Character encodings...
I am trying to fill up a database using psql program. A file I have prepared
contains Russian in KOI8-R encoding. When I try to process this file using
`psql -f file db', it fails: no diagnostics, nothing; it just shows that EOF is
reached. When I replace Russian letters with something in ASCII, it works just
fine. The main problem is that my second file gets processed just fine.
Where to look to?
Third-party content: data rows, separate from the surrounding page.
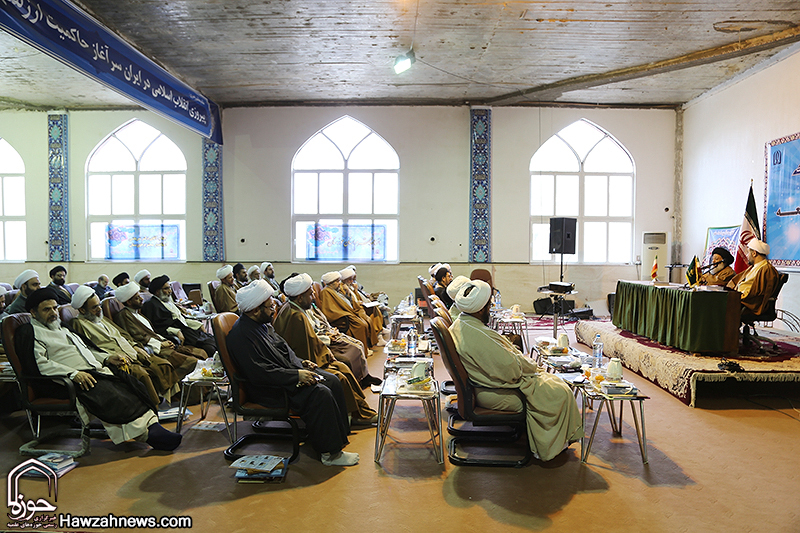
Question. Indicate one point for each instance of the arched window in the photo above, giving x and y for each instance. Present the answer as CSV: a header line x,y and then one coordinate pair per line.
x,y
582,172
136,196
12,204
345,195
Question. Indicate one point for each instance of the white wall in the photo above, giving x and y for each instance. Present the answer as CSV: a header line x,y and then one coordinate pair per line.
x,y
433,144
724,149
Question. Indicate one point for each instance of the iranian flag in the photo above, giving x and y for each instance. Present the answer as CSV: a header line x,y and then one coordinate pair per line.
x,y
750,230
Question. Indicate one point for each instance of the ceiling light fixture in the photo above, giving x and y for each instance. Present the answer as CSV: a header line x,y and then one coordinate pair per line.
x,y
403,62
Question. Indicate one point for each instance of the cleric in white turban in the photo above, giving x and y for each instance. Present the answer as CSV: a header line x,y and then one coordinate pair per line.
x,y
224,271
252,295
473,296
330,277
297,285
126,292
82,293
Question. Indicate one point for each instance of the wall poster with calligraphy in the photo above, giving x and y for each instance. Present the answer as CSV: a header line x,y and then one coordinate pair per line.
x,y
346,242
782,201
143,242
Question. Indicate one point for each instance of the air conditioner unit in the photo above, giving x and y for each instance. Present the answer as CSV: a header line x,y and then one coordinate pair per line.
x,y
655,244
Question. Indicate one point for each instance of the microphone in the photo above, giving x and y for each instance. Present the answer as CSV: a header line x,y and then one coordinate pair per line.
x,y
709,266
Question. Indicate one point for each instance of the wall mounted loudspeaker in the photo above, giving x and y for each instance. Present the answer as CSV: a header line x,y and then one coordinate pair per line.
x,y
562,235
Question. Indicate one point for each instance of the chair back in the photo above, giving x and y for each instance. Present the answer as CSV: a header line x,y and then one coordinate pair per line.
x,y
212,289
66,313
483,275
444,314
454,366
222,324
111,307
177,290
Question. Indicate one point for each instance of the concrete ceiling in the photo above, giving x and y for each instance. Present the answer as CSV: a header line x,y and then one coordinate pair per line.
x,y
285,52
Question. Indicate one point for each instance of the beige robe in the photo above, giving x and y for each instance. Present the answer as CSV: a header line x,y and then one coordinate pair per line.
x,y
554,420
294,326
335,306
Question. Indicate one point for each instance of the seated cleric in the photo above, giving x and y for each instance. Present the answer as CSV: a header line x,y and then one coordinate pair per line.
x,y
117,399
492,362
267,362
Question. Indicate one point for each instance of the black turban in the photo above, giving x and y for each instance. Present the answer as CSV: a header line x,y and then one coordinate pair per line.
x,y
726,256
119,278
38,296
156,284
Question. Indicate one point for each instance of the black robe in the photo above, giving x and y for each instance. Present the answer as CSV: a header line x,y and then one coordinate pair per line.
x,y
161,318
268,364
115,399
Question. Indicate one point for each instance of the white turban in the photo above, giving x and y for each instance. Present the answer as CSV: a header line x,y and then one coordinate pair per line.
x,y
224,271
457,283
126,292
24,278
759,246
297,285
140,275
473,295
330,277
82,293
252,295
What additional information is needed? :)
Thanks,
--
Mike
On Thu, 13 Apr 2000, Michael Sobolev wrote:
I am trying to fill up a database using psql program. A file I have prepared
contains Russian in KOI8-R encoding. When I try to process this file using
`psql -f file db', it fails: no diagnostics, nothing; it just shows that EOF is
reached. When I replace Russian letters with something in ASCII, it works just
fine. The main problem is that my second file gets processed just fine.Where to look to? What additional information is needed? :)
OS, locale, Postgres version, whether Postgres was compiled with locale,
multibyte...
Oleg.
----
Oleg Broytmann http://members.xoom.com/phd2.1/ phd2@earthling.net
Programmers don't die, they just GOSUB without RETURN.
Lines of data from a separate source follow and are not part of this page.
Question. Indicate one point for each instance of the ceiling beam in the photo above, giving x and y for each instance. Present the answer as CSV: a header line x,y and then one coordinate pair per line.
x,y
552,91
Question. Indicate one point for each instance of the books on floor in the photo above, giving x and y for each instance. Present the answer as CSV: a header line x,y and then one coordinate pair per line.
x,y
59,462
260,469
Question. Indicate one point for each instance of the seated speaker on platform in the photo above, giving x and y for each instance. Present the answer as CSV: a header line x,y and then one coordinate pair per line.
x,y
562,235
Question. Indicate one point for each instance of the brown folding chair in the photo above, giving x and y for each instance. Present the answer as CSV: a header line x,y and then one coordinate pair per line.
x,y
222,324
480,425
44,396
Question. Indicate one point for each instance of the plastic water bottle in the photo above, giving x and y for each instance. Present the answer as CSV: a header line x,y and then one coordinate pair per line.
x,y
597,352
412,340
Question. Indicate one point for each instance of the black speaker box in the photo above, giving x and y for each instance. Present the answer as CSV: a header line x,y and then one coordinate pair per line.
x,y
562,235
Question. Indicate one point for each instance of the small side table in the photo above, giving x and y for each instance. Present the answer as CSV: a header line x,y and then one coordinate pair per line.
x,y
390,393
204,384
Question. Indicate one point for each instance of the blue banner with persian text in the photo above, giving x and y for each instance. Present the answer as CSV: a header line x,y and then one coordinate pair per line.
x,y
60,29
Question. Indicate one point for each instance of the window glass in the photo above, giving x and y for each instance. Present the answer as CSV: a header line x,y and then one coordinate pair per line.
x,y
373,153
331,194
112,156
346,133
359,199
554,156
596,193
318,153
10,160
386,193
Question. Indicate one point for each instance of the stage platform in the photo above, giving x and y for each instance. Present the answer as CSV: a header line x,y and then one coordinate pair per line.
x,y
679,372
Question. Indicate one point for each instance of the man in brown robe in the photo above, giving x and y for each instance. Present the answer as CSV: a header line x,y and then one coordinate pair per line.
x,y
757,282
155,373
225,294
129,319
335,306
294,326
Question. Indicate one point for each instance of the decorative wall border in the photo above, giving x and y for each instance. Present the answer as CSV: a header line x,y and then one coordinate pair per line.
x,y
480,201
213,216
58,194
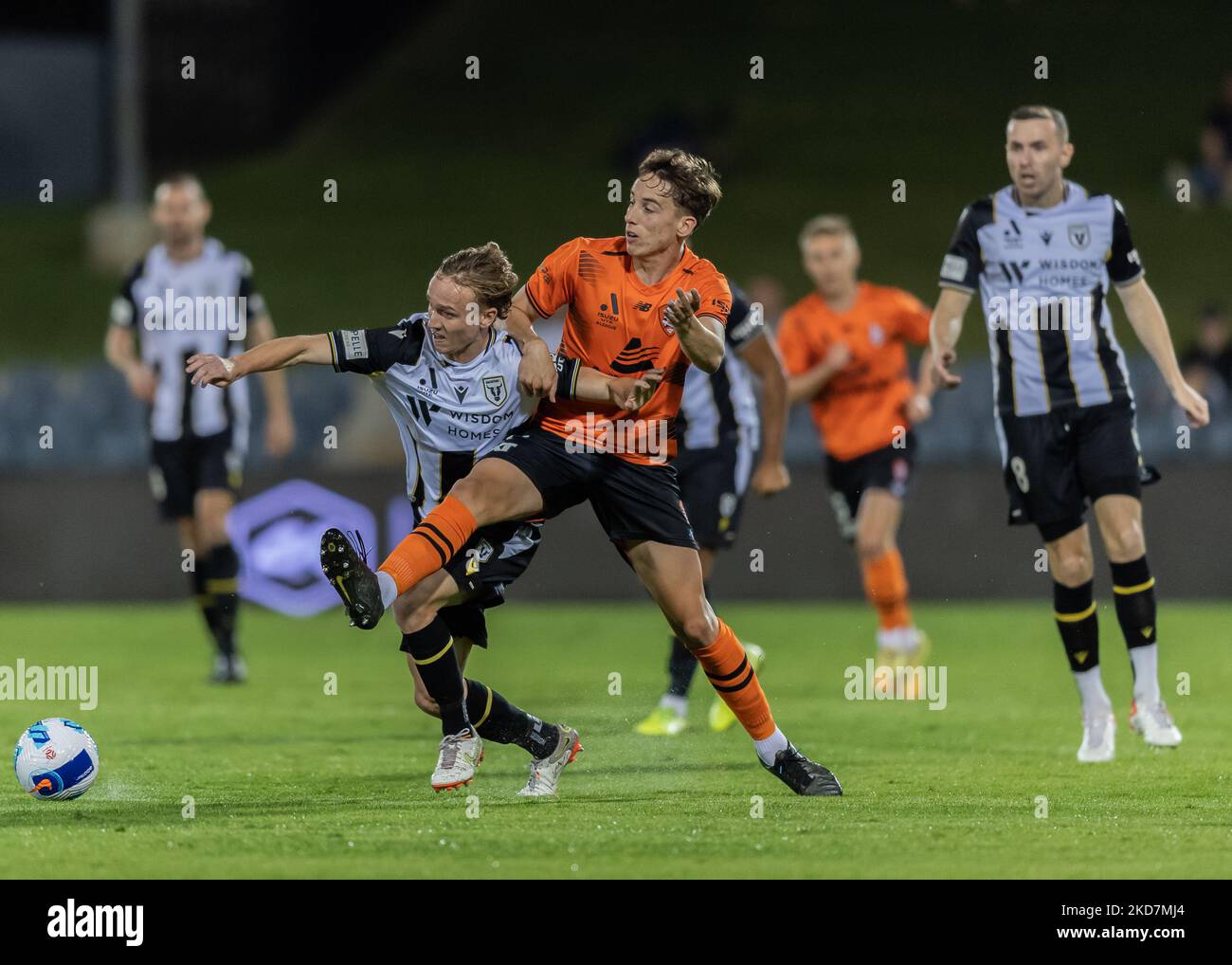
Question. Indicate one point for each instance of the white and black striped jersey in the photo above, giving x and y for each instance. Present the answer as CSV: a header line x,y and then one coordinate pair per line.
x,y
723,406
217,278
1043,279
448,414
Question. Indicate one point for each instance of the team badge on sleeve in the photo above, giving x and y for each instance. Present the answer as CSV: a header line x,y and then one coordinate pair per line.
x,y
953,267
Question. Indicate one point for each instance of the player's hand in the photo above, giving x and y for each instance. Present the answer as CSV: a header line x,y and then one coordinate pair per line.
x,y
632,393
142,381
837,357
280,434
770,479
210,370
1195,407
679,312
536,373
941,362
918,408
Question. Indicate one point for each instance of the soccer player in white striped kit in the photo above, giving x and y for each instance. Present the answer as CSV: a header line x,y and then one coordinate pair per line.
x,y
450,380
1043,253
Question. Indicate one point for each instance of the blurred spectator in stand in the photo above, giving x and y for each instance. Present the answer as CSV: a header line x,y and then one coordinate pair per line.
x,y
1207,362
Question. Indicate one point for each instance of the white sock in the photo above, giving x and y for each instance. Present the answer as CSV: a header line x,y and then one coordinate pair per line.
x,y
1091,686
770,747
1146,674
389,588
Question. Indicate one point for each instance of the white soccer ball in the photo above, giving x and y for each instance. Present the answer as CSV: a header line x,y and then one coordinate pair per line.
x,y
56,759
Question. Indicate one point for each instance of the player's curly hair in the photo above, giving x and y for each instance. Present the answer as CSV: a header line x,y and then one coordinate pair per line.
x,y
693,180
487,271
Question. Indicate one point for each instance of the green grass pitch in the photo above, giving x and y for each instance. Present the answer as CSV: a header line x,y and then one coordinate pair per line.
x,y
291,781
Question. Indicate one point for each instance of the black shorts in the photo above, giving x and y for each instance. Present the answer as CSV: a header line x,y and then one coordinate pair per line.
x,y
882,468
1055,463
181,468
631,501
493,558
714,482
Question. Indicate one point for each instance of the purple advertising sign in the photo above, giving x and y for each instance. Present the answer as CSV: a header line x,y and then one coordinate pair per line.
x,y
278,537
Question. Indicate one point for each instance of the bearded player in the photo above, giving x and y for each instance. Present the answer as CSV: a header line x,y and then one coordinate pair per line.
x,y
635,300
1043,253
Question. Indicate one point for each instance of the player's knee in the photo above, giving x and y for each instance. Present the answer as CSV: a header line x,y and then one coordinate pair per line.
x,y
1072,569
414,618
426,702
870,546
1129,542
698,630
479,500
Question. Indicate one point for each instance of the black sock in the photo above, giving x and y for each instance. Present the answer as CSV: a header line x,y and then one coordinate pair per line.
x,y
681,665
205,600
1133,593
438,665
501,722
222,572
1075,610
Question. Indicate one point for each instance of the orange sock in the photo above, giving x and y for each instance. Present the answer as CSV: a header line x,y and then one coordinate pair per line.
x,y
885,583
431,544
732,677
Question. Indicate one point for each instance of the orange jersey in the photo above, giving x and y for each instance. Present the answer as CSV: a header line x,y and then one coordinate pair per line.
x,y
859,410
615,324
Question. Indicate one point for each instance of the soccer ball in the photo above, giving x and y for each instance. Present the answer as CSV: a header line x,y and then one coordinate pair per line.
x,y
56,759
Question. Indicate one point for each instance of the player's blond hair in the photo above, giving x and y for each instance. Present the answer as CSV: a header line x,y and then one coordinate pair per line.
x,y
484,270
1040,112
836,226
691,180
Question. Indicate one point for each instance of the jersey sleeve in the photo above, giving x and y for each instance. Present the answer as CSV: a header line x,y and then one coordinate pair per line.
x,y
553,282
371,350
744,323
247,291
716,297
1124,265
793,345
911,319
123,306
964,263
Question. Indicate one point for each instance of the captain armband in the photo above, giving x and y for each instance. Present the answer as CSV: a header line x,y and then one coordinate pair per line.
x,y
566,376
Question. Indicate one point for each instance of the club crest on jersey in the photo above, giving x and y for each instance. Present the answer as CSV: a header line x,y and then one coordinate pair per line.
x,y
494,390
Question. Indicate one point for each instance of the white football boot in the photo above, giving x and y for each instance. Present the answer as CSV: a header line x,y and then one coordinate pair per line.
x,y
1097,737
1154,723
546,772
461,755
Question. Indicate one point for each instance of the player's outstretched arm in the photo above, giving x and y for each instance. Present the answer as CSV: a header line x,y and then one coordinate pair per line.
x,y
944,331
280,428
629,392
536,374
701,337
213,370
1142,308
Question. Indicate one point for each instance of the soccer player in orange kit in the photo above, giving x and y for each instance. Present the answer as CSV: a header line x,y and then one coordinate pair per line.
x,y
842,346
On Thu, Apr 13, 2000 at 10:20:39AM +0000, Oleg Broytmann wrote:
OS, locale, Postgres version, whether Postgres was compiled with locale,
multibyte...
Debian GNU/Linux (frozen), 6.5.3-17 (-17 -- debian revision), yes, =UNICODE.
--
Mike
Michael Sobolev wrote:
On Thu, Apr 13, 2000 at 10:20:39AM +0000, Oleg Broytmann wrote:
OS, locale, Postgres version, whether Postgres was compiled with locale
,
multibyte...
Debian GNU/Linux (frozen), 6.5.3-17 (-17 -- debian revision), yes, =UNICODE.
Turn on logging in the backend (edit /etc/postgresql/postmaster.init) and
restart the postmaster (/etc/init.d/postgresql restart). See what you get
in the log.
--
Oliver Elphick Oliver.Elphick@lfix.co.uk
Isle of Wight http://www.lfix.co.uk/oliver
PGP key from public servers; key ID 32B8FAA1
========================================
"I sought the LORD, and he heard me, and delivered me
from all my fears." Psalms 34:41
On Thu, 13 Apr 2000, Michael Sobolev wrote:
OS, locale, Postgres version, whether Postgres was compiled with locale,
multibyte...Debian GNU/Linux (frozen), 6.5.3-17 (-17 -- debian revision), yes, =UNICODE.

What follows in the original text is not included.